Vote Leave have launched a new campaign today, offering a £50m prize if you can guess the winner of every game at the Euros this summer. They’ve chosen the £50m figure as that is the sum that Vote Leave say the United Kingdom send to the European Union every day.
If you wanted to sum up Vote Leave’s approach to the In-Out referendum in a single gimmick, this is surely it, as it is deceitful – and effective. The £50m figure is a double deception – it’s well in excess of what Britain actually pays, and your chances of winning are so small they can only be viewed through an electron microscope. Saying that “the UK pays £50m to the EU” is like saying “I paid £10 for breakfast at Gregg’s this morning” – yes, I paid with a £10 note, but I got £8 back. The true figure is closer to £26m a day.
But the depressing truth is that this sort of fact-free campaigning works – and has worked before. It’s the same strategy that Matthew Elliott, the head of Vote Leave, deployed to devastating effect, when he was head of the No to AV campaign, and that Dominic Cummings, head of strategy at Vote Leave, used when he was in charge of the anti-North East Assembly campaign: focus on costs, often highly-inflated ones, and repeat, over and over again.
This competition is a great vessel for that message, too, with the potential to reach anyone who has at least one Facebook friend with an interest in betting or football, i.e. everyone.
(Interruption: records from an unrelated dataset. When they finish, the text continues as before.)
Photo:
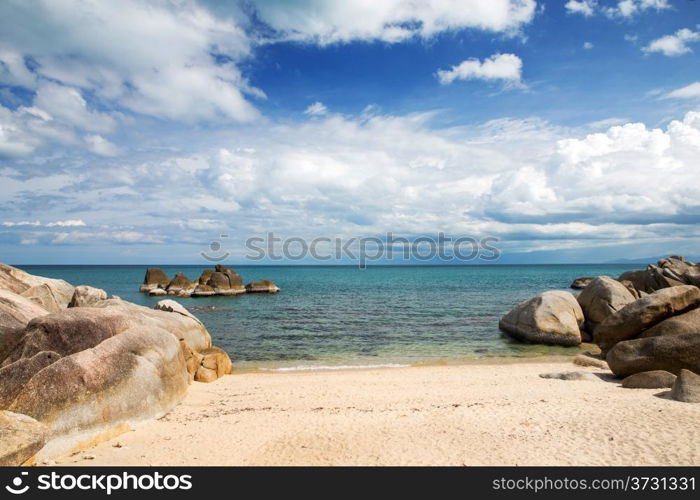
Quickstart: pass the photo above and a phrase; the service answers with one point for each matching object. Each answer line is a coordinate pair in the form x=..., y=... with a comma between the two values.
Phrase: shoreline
x=466, y=414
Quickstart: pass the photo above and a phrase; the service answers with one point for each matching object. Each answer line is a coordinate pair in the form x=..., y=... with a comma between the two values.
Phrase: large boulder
x=21, y=437
x=86, y=296
x=688, y=322
x=215, y=363
x=264, y=286
x=137, y=375
x=602, y=297
x=15, y=375
x=671, y=353
x=687, y=387
x=44, y=296
x=630, y=321
x=553, y=317
x=155, y=278
x=16, y=311
x=17, y=281
x=655, y=379
x=181, y=285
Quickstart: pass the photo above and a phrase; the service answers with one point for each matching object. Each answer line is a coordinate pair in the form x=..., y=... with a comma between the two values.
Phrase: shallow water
x=330, y=316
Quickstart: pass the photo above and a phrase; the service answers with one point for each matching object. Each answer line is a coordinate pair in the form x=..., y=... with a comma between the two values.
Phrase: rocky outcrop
x=581, y=283
x=215, y=363
x=671, y=353
x=549, y=318
x=687, y=387
x=688, y=322
x=16, y=311
x=17, y=281
x=155, y=278
x=85, y=296
x=636, y=317
x=602, y=297
x=21, y=437
x=127, y=378
x=655, y=379
x=44, y=296
x=264, y=286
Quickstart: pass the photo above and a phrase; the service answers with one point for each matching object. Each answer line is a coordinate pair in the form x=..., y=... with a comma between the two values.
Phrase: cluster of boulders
x=646, y=324
x=222, y=280
x=77, y=367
And as my colleague Kirsty Styles revealed yesterday, this latest campaign is just one in a series of Internet-based, factually dubious campaigns and adverts being used by Vote Leave on the Internet.
The difficulty for the opponents of No2AV was, as one alumni of that campaign reflected recently, “how do you repudiate it without repeating it?”. A row over whether the United Kingdom sends £50m or £26m helps the Leave campaign whichever way it ends up, though the Remain campaign believe they have a better line of defence than their defeated predecessors with the line that households will be £4,300 worse off after Brexit. Unlike the abstract £50m figure, it is “more relatable”, Stronger In staffers argue.
Neither Yes to Fairer Votes or supporters of a devolved assembly for the North East ever found a defence against the Elliott-Cummings approach. Time will tell if Britain Stronger In Europe have found the right apporach to prevent them completing the hattrick.